I remembered then I few instants in all our life together as a family where everything was fine for a second. Maybe a word or a different way of her looking at me. I could feel love. I thought those were "miracles" and the rest was "the truth".
I see now that her true nature is love, just like mine, just like everybody. Those instants were the truth and the rest were the products of her being caught up in her thinking, in a violent and destructive train of thought, from which she doesn't know or even wonder.
My mother's behavior doesn't mean anything about me, about my value as a daughter, or about my nature. Also, my mother's behavior doesn't mean anything about herself, about her value as a mother, or about her nature.
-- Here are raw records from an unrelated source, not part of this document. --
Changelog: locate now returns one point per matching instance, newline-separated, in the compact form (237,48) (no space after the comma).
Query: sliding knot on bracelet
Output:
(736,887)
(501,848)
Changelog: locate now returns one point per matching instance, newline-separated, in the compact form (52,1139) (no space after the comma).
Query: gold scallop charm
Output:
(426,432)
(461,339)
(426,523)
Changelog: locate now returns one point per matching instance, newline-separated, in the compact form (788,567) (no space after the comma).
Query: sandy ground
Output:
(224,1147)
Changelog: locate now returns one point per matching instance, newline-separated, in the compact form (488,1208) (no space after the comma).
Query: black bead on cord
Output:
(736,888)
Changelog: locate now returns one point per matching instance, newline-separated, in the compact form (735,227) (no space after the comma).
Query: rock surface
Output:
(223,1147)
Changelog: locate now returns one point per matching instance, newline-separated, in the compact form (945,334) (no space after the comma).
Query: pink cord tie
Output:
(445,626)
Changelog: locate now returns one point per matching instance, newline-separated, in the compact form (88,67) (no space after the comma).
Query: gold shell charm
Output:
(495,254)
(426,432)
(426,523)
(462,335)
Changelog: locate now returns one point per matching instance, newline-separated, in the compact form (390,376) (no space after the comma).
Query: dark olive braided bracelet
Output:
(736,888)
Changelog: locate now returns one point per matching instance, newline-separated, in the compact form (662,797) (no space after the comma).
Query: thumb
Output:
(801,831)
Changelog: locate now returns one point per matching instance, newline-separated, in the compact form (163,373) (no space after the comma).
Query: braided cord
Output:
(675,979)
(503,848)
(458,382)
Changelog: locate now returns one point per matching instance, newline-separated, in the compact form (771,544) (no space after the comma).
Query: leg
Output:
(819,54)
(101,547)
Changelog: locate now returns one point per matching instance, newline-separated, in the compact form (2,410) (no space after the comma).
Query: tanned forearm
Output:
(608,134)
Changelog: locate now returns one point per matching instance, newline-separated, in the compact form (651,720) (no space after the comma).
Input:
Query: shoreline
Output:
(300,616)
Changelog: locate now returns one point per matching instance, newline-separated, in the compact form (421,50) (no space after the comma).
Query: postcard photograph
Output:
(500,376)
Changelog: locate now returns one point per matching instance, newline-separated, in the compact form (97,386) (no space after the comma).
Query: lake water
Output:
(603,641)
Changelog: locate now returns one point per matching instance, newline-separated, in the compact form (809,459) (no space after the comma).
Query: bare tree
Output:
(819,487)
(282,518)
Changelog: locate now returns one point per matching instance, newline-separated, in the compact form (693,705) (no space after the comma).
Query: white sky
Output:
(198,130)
I'm not condoning her actions, I'm not looking to reach out and contact her. She's still on that train of thought. But now I can feel my love for her. Finally, there is space inside of me to love her without trying to change her. My love as a daughter for her is a light that will never fade and now has more room to exist.
Now I know, really know, that everything we have been through wasn't saying anything about us. And I don't have words enough to explain what a deep impact that has on me. It's so deep that I feel that I´m only starting to feel the initial part of this healing.
I really wish that all the people that were once lonely and neglected children, the grown-ups like me, could see the glimpse of relief I'm experiencing now. I know they will.